- Erashal Location in West Bengal, India Erashal Erashal (India)
- Coordinates: 22°05′10″N 87°52′20″E﻿ / ﻿22.0862°N 87.8722°E
- Country: India
- State: West Bengal
- District: Purba Medinipur

Area
- • Total: 3.7505 km^{2} (1.4481 sq mi)

Population (2011)
- • Total: 5,332
- • Density: 1,422/km^{2} (3,682/sq mi)

Languages
- • Official: Bengali, English
- Time zone: UTC+5:30 (IST)
- Lok Sabha constituency: Kanthi
- Vidhan Sabha constituency: Chandipur
- Website: purbamedinipur.gov.in

= Erashal =

Erashal is a census town in Chandipur CD block in Tamluk subdivision of Purba Medinipur district in the state of West Bengal, India.

==Geography==

===Location===
Erashal is located at .

===Urbanisation===
94.08% of the population of Tamluk subdivision live in the rural areas. Only 5.92% of the population live in the urban areas, and that is the second lowest proportion of urban population amongst the four subdivisions in Purba Medinipur district, just above Egra subdivision.

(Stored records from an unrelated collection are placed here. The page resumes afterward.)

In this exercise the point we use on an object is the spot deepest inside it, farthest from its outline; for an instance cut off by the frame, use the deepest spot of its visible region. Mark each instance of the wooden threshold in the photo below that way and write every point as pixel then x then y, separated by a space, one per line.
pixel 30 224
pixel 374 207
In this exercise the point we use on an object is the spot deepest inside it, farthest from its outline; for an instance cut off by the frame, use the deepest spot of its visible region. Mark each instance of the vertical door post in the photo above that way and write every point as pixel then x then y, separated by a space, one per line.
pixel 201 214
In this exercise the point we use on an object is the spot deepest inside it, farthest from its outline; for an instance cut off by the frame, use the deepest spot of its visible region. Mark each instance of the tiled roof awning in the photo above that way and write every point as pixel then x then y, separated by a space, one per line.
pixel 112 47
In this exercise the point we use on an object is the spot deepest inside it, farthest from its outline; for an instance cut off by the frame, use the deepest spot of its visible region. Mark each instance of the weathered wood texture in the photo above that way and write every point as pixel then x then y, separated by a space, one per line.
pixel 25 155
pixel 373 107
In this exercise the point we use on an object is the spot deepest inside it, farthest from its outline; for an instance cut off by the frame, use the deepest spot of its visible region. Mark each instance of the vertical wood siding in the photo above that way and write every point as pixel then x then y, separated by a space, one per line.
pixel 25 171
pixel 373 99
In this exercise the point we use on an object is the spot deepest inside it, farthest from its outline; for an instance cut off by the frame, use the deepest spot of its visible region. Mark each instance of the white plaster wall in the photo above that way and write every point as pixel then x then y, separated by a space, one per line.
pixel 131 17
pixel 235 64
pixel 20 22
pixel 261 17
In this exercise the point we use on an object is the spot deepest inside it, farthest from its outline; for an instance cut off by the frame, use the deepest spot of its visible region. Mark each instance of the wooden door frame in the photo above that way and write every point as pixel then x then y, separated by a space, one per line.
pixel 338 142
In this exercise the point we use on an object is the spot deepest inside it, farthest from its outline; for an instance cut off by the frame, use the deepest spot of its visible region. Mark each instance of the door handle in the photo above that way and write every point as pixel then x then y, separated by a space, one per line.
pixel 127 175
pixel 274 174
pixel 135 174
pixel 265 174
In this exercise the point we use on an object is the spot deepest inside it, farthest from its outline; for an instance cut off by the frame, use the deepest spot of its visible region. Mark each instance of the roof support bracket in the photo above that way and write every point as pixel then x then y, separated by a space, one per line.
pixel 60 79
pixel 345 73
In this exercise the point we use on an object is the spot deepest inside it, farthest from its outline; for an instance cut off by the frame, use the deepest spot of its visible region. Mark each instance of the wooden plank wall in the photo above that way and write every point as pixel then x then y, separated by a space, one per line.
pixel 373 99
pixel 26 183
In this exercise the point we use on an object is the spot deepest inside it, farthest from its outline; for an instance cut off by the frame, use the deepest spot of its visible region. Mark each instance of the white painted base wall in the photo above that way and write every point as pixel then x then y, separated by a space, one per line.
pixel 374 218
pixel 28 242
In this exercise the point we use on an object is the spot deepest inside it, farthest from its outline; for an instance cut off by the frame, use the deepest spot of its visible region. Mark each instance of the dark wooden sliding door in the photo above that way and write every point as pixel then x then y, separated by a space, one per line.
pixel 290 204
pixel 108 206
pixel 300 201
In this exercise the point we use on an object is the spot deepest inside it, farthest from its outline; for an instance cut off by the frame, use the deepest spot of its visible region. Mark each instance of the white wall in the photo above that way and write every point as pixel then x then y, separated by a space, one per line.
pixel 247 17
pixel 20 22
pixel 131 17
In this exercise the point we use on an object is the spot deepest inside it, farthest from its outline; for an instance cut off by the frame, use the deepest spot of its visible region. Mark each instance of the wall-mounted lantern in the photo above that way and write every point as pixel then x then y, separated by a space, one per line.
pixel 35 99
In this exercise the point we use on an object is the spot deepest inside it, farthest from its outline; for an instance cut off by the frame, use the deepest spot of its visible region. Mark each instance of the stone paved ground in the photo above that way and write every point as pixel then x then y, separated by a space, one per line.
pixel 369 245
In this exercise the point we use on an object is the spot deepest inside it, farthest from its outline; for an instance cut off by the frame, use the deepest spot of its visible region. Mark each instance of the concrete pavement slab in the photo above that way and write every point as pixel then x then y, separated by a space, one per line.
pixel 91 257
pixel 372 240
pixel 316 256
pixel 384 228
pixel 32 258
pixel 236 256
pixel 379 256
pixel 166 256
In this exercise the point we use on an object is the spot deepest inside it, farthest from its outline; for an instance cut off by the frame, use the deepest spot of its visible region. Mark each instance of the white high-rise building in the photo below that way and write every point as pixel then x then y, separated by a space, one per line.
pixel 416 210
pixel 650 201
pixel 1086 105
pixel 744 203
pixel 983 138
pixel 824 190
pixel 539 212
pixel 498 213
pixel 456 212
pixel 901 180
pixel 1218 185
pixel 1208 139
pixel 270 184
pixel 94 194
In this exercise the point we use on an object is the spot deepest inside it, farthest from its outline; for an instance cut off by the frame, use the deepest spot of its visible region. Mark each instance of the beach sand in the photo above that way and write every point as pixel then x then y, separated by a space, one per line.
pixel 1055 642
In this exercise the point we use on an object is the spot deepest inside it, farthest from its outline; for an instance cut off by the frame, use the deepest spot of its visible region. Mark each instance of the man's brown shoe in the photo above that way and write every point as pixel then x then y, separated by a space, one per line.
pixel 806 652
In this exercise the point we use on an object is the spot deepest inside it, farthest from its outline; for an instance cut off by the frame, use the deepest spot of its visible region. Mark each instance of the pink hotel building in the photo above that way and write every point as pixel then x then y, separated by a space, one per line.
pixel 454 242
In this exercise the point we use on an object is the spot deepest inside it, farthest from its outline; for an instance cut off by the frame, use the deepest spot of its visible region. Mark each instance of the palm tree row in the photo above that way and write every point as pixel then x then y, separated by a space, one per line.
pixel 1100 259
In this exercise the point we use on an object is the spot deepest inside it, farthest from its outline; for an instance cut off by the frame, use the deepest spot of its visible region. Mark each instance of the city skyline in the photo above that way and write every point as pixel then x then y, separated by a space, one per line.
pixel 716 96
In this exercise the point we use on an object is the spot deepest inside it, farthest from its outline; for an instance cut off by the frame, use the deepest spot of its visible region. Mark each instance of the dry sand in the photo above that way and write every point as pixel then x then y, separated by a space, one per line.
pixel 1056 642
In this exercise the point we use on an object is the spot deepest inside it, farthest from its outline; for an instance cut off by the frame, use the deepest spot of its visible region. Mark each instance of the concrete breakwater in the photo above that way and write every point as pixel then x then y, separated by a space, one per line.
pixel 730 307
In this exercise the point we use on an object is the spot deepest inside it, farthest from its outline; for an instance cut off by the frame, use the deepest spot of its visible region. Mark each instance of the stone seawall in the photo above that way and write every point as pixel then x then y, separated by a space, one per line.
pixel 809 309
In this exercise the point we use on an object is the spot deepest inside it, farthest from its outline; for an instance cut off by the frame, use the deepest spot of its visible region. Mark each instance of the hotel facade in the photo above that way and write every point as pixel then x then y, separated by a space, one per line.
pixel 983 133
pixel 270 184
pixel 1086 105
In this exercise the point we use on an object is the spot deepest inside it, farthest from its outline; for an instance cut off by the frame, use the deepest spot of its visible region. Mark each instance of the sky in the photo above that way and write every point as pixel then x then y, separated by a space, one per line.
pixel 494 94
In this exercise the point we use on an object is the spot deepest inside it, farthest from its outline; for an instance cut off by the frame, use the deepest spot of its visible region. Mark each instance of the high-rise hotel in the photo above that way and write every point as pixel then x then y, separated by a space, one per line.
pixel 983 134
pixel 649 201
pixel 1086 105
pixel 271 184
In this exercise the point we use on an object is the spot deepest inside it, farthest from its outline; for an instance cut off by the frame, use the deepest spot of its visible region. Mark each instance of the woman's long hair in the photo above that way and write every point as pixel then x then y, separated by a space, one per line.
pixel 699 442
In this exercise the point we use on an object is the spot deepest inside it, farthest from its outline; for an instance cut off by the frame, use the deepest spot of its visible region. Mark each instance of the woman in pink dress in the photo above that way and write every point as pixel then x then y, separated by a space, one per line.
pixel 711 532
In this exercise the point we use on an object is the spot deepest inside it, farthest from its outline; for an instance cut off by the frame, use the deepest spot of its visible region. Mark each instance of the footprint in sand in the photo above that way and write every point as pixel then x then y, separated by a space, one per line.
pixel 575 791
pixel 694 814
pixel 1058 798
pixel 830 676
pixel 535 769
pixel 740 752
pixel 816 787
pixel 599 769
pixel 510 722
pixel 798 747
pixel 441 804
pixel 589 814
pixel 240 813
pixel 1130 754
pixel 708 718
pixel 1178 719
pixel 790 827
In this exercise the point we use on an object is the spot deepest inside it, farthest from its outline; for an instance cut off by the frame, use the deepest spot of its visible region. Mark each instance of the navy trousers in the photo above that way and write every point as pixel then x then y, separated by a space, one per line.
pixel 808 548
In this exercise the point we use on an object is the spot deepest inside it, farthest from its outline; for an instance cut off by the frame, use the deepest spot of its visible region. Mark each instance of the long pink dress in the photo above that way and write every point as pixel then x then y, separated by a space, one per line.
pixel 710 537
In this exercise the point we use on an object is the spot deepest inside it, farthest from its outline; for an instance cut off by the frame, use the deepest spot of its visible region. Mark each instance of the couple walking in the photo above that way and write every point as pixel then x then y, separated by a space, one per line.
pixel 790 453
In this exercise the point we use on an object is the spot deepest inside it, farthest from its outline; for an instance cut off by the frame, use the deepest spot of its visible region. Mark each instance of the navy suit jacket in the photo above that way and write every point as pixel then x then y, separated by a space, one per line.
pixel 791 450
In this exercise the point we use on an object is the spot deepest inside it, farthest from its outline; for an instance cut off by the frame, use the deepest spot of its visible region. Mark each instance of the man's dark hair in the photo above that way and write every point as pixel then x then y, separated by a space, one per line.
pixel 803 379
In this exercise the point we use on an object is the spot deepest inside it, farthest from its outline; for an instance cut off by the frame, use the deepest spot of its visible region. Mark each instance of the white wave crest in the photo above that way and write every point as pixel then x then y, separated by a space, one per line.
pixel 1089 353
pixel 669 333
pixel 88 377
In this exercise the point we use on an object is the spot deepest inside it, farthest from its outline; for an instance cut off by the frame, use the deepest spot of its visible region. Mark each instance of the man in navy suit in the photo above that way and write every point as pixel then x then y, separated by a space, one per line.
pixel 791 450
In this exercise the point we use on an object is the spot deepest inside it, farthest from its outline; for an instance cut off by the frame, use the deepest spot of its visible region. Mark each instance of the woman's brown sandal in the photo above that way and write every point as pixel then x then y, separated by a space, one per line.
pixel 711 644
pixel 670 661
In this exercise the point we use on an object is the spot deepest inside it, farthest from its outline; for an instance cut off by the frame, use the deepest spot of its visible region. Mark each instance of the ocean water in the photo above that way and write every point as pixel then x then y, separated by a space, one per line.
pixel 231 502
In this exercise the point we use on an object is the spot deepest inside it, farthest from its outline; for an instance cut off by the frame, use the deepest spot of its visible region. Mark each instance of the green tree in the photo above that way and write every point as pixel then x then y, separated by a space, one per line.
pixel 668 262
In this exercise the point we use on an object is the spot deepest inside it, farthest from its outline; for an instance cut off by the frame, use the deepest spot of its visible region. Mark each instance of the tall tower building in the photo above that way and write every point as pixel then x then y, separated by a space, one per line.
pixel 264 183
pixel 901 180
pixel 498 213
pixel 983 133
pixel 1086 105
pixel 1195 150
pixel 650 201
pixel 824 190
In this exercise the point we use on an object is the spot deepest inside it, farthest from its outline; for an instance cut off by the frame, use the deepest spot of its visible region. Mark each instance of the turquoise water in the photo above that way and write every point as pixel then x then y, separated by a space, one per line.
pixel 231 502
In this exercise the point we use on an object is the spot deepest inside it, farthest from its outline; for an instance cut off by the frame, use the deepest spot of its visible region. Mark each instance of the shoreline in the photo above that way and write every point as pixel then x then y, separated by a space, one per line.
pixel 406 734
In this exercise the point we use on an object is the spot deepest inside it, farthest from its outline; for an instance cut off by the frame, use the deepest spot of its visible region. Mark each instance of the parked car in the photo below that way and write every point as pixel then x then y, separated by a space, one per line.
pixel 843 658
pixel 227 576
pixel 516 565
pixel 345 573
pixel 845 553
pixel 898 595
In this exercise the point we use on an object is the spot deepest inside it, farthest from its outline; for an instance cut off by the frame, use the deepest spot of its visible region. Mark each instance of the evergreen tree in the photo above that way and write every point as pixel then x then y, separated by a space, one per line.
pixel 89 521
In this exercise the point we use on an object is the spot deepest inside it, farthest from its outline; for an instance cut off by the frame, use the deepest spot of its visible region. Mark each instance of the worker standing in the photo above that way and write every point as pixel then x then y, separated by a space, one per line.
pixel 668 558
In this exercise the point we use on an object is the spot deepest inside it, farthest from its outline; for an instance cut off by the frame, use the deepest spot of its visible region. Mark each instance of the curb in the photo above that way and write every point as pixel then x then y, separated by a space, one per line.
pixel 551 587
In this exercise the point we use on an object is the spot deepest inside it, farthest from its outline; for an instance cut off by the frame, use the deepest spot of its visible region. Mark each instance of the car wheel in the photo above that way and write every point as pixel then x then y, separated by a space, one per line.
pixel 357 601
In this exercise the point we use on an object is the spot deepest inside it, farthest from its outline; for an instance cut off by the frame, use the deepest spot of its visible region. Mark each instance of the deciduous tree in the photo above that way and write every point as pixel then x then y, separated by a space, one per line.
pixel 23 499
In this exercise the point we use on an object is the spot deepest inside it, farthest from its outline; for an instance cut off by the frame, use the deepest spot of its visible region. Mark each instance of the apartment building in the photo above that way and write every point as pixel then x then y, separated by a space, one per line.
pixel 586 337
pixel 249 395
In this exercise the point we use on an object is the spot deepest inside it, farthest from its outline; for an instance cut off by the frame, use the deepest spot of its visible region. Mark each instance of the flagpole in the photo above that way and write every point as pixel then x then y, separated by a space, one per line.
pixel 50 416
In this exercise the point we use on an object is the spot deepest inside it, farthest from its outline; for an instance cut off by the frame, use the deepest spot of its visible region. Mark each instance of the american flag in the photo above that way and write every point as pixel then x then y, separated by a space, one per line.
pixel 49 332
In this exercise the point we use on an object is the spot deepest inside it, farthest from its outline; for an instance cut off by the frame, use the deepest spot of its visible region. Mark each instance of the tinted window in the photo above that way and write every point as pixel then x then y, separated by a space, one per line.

Note: The map alongside presents some of the notable locations in the subdivision. All places marked in the map are linked in the larger full screen map.

==Demographics==
As per 2011 Census of India Erashal had a total population of 5,332 of which 2,641 (50%) were males and 2,691 (50%) were females. Population below 6 years was 601. The total number of literates in Erashal was 4,153 (87.78% of the population over 6 years).

==Infrastructure==
As per the District Census Handbook 2011, Erashal covered an area of 3.7505 km^{2}. It had the facility of a railway station at Kamdapasara 3 km away. Amongst the civic amenities it had 25 road lighting points and 458 domestic electric connections. Amongst the educational facilities it had were 4 primary schools, 1 secondary school and 1 senior secondary school. The nearest degree college was at Kismat Bajkul 6 km away.

==Transport==
Erashal is on Chandipur-Nandigram Road.

==Healthcare==
Erashal Rural Hospital at Erashal, PO Math Chandipur (with 30 beds) is the main medical facility in Chandipur CD block. There are primary health centres at Gokhuri, PO Majnaberia (with 2 beds) and Baraghuni (with 10 beds).